EU AI Act: deep dive

AI role

Every business touching AI needs to understand how it is classified under the EU AI Act: provider, deployer, importer, distributor, product manufacturer or authorised representative

This determines which compliance obligations apply, particularly for providers and deployers

How can you be classified under the EU AI Act?

  • An organisation becomes a provider by doing these things:

    • develops an AI system (AI system) or general purpose AI model (GPAI) - internally and/or by outsourcing development or

    • puts an AI system or GPAI into the market (for example, for others to license and use) or

    • puts an AI system or GPAI into service under own name or trademark (for example, as part of its own product)

  • An organisation becomes a deployer by using an AI system under its authority (for example, incorporating a licensed in AI system into its own product)

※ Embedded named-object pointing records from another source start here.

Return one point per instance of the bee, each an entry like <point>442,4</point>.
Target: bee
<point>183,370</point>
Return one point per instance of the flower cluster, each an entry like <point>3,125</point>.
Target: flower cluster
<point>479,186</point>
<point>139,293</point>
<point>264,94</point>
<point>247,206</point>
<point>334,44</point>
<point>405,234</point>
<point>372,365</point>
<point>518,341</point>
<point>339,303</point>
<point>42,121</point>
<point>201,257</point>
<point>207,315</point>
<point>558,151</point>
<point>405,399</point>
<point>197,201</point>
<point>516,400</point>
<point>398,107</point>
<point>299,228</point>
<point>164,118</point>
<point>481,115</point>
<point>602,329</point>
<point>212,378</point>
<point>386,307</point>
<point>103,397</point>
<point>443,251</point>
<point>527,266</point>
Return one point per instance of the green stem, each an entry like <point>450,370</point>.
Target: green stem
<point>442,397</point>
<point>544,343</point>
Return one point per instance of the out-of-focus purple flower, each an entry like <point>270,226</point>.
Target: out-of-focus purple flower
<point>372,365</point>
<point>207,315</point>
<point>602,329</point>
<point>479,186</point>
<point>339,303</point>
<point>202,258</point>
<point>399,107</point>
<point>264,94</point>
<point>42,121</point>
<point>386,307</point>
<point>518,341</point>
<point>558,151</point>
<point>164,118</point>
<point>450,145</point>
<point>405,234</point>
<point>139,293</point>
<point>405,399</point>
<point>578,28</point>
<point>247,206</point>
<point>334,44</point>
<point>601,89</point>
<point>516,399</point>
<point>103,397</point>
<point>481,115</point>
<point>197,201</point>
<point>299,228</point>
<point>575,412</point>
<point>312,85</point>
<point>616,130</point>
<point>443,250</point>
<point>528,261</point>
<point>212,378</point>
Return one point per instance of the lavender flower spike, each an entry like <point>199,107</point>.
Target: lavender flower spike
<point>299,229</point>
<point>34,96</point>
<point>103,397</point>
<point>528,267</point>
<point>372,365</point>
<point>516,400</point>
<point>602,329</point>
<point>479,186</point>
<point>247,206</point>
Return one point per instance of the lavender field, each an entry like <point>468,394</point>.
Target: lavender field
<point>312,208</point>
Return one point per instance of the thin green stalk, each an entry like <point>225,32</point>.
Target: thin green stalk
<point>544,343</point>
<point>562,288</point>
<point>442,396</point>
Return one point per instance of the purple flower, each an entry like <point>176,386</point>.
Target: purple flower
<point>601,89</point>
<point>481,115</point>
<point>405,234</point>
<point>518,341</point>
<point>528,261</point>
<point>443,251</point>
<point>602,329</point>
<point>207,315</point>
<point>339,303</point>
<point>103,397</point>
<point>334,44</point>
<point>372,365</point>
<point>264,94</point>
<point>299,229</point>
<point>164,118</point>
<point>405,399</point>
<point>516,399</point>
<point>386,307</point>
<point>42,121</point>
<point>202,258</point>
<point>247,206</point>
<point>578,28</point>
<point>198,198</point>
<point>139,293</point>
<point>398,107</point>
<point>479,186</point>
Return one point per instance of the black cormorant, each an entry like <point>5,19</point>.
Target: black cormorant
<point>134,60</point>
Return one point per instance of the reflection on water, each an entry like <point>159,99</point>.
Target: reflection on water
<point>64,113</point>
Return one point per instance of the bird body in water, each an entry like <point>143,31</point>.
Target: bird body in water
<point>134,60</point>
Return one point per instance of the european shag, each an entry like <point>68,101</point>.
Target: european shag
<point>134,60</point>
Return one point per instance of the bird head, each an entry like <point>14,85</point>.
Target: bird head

  • An organisation becomes an importer if:

    • it is established in the EU plus

    • it places a third party-branded AI system from outside the EU onto the market inside the EU (for example, as an international reseller)

  • An organisation becomes a distributor if:

    • it is not a provider or importer but

    • it makes an AI system available inside the EU market (for example, as a local reseller)

  • An organisation becomes a product manufacturer if:

    • it manufactures a product (including those subject to safety rules under EU law) under its own name or trademark and

    • it combines an AI system with the product

  • An organisation acts as an authorised representatives where it is appointed to represent those above who are not established in the EU

(If an AI system is used only for personal non-professional activity, then it is not caught by the above.)

Pay attention! Can start out as one thing, but be re-classified as a provider!

If an organisation is a deployer, importer, distributor or authorised representative, it can change classification to become a provider because of doing certain things:

  • Put a different name/trademark on the AI system (for example, the organisation’s own)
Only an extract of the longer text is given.